Ultrafast Video Attention Prediction with Coupled Knowledge Distillation

Authors: Kui Fu, Peipei Shi, Yafei Song, Shiming Ge, Xiangju Lu, Jia Li10802-10809

AAAI 2020 | Conference PDF | Archive PDF | Plain Text | LLM Run Details

Reproducibility Variable Result LLM Response
Research Type Experimental Experimental results show that the performance of our model is comparable to 11 state-of-the-art models in video attention prediction, while it costs only 0.68 MB memory footprint, runs about 10,106 FPS on GPU and 404 FPS on CPU, which is 206 times faster than previous models.
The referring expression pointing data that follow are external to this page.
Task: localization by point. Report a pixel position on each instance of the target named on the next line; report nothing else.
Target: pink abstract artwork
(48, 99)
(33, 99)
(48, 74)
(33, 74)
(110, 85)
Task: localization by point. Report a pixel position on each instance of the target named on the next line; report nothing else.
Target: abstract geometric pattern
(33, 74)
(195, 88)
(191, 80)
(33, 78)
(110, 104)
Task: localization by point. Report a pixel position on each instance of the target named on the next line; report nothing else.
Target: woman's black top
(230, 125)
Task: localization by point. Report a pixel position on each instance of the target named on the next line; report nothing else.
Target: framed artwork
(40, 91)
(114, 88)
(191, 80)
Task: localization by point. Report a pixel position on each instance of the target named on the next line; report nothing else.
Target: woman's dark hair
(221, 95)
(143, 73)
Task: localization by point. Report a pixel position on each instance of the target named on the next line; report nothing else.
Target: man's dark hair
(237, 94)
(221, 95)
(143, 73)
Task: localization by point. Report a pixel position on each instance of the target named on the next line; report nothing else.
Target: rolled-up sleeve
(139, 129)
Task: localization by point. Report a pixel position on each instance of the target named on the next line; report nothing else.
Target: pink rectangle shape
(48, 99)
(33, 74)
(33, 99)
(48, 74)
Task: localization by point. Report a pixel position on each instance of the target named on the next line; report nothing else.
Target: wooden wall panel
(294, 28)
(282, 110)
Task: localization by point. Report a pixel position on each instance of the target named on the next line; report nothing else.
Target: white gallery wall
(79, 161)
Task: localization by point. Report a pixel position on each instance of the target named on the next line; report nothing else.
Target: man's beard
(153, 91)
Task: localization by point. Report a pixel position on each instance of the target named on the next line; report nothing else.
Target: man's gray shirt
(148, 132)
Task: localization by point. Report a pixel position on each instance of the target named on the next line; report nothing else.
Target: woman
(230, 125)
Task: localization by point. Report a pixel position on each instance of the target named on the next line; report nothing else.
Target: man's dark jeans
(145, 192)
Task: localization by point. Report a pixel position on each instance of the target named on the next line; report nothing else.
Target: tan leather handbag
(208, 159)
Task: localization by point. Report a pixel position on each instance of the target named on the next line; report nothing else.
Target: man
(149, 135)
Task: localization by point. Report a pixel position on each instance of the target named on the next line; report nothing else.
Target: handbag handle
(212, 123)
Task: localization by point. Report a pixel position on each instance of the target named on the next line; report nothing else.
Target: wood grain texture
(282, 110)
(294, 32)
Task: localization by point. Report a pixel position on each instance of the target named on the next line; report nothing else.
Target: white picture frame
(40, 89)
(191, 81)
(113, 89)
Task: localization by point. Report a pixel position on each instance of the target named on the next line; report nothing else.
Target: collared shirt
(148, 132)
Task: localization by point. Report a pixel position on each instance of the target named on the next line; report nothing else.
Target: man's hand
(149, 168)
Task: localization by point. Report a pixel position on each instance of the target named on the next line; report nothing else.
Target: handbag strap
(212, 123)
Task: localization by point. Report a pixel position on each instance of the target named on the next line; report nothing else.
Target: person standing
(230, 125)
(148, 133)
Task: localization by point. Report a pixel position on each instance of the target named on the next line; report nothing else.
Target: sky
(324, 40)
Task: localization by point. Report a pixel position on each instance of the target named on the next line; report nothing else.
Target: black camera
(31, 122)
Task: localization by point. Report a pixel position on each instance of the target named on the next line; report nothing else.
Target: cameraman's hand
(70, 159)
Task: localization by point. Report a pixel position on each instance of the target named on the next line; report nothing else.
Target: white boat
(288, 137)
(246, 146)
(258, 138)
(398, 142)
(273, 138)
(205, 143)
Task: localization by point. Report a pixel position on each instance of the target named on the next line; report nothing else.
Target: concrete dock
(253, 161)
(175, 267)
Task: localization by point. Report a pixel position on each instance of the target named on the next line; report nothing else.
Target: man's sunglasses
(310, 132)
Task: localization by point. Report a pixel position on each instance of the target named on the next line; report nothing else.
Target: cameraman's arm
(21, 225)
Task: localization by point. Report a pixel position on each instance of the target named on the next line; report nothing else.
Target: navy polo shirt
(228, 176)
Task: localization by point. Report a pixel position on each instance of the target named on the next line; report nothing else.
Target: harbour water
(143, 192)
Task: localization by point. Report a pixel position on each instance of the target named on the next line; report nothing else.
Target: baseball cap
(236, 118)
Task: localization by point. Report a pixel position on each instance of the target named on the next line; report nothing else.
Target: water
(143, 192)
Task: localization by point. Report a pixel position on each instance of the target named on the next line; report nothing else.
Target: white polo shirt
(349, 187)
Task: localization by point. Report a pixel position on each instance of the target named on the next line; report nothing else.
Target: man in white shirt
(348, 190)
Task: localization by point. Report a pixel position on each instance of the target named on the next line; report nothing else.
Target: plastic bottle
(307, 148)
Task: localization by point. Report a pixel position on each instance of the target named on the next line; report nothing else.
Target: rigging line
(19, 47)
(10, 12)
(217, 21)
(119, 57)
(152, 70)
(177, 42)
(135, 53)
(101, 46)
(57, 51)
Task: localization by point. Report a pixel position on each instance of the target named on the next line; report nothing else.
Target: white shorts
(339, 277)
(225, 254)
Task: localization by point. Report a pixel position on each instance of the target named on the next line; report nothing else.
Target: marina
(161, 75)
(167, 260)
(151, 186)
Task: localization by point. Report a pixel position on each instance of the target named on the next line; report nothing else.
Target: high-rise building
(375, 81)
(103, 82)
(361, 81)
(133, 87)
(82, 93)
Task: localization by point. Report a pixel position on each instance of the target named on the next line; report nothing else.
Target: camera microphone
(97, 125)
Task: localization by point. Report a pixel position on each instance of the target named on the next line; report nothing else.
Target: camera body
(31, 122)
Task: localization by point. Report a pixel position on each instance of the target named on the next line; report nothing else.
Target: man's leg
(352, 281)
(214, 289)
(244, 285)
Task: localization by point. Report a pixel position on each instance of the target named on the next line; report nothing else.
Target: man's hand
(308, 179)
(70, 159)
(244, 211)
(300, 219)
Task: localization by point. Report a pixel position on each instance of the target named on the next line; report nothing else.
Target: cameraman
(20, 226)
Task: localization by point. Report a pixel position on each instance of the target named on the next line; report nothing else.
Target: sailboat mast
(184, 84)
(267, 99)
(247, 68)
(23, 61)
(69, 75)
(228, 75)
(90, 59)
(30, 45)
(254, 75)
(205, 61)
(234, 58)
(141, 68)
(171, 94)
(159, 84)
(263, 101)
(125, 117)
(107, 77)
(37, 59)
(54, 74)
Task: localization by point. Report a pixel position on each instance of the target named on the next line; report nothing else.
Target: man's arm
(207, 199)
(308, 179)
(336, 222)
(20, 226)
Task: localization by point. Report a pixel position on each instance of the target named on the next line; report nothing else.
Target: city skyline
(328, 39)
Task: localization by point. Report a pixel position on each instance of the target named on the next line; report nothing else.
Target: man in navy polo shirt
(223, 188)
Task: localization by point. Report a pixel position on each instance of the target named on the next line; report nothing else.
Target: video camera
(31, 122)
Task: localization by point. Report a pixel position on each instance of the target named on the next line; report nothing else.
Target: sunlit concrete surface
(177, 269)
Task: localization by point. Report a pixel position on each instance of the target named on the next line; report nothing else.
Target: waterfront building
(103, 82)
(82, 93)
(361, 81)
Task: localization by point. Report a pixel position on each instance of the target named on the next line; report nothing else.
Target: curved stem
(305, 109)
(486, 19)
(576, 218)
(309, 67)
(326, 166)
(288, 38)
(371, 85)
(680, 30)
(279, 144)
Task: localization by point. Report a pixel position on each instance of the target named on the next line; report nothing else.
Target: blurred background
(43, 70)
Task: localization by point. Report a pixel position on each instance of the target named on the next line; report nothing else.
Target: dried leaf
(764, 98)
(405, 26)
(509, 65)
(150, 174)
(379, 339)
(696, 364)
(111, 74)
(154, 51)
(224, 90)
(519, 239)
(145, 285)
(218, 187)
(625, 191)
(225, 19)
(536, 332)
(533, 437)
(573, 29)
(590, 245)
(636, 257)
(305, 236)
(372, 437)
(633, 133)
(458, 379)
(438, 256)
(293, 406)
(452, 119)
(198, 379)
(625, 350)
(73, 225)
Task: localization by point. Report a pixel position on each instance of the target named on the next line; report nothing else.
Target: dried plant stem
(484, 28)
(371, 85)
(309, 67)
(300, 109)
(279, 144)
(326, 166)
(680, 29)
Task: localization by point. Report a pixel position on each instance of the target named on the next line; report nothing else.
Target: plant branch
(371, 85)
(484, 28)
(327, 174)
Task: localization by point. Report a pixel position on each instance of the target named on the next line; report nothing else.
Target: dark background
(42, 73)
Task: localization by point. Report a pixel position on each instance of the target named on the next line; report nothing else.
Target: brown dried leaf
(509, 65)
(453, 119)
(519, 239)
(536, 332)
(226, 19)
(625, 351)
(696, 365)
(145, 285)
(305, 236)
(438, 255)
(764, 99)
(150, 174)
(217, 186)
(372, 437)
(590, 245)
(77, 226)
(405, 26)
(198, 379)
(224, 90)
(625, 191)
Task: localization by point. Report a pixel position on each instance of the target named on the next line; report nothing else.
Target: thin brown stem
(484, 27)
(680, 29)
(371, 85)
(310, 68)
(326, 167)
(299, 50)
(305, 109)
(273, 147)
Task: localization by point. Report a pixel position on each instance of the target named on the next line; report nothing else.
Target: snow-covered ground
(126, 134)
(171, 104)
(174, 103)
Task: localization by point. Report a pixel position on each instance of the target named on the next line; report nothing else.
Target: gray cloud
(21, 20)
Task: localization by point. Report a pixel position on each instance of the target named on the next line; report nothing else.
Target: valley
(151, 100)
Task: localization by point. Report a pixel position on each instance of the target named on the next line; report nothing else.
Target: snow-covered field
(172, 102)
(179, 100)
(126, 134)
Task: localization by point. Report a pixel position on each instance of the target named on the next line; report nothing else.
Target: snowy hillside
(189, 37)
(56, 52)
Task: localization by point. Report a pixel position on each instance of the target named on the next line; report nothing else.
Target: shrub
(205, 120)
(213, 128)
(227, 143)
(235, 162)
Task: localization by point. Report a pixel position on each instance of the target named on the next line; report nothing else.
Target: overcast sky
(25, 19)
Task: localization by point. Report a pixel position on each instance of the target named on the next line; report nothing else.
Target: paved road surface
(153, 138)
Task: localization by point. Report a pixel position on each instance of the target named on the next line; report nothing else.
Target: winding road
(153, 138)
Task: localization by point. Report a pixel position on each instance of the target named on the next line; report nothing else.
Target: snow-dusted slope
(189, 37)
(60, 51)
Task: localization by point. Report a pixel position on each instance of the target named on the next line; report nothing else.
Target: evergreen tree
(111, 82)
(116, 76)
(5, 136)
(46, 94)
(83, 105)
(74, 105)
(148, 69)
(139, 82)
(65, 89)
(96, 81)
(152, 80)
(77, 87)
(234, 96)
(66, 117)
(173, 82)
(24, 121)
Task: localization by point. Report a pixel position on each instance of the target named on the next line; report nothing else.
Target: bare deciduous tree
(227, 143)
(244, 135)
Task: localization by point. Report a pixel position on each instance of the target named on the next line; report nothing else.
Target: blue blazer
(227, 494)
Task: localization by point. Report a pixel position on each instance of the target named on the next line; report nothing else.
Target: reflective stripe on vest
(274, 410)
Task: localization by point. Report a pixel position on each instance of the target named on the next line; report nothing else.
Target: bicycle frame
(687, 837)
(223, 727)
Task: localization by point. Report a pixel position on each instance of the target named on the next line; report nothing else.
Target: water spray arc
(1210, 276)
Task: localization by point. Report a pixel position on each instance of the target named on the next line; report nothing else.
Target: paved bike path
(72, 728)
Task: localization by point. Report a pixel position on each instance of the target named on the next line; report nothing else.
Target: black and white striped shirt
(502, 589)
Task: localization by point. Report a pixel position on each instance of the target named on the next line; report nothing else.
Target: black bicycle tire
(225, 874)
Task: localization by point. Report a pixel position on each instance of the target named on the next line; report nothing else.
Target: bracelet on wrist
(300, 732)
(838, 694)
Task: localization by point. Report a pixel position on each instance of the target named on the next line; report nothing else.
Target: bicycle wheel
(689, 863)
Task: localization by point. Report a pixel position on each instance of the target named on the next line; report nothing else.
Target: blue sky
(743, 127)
Comprehensive experiments are conducted and illustrate that our model can achieve an ultrafast speed with a comparable attention prediction accuracy to the state-of-the-art models.
Researcher Affiliation Collaboration 1State Key Laboratory of Virtual Reality Technology and Systems, SCSE, Beihang University 2i QIYI, Inc 3National Engineering Laboratory for Video Technology, School of EE&CS, Peking University 4Institute of Information Engineering, Chinese Academy of Sciences
Pseudocode No The paper contains figures illustrating network architectures and equations, but no explicitly labeled pseudocode or algorithm blocks.
Open Source Code No The paper does not contain any statement or link indicating that the source code for the methodology is openly available.
Open Datasets Yes We evaluate the proposed UVA-Net on a public dataset AVS1K (Fu et al. 2018), which is an aerial video dataset for attention prediction. On DHF1K, our model is compared with ten state-of-the-art models, including: PQFT (Guo and Zhang 2010), Seo et al. (2009), Rudoy et al. (2013), Hou et al. (2009), Fang et al. (2014), OBDL (Hossein Khatoonabadi et al. 2015), AWS-D (Leboran et al. 2016), OMCNN (Jiang et al. 2018), Two-stream (Bak et al. 2017).
Dataset Splits No The paper mentions training and testing on datasets like AVS1K and DHF1K, and a footnote for Table 2 says "Models test on the validation set of DHF1K", but it does not provide specific details on the train/validation/test splits (e.g., percentages or sample counts) for their experiments, nor does it refer to a standard split with a citation that defines it.
Hardware Specification Yes All networks proposed in this paper are implemented with Tensorflow (Abadi et al. 2016) on an NVIDIA GPU 1080Ti and a six-core CPU Intel 3.4GHz.
Software Dependencies No The paper mentions using "Tensorflow (Abadi et al. 2016)" but does not specify a version number for Tensorflow or any other software dependencies.
Experiment Setup Yes In the knowledge distillation step, S is trained from scratch with a learning rate of 5 10 4 and a batch size of 96. Adam (Kingma and Ba 2014) is employed to minimize the spatial loss Lspa and temporal loss Ltmp.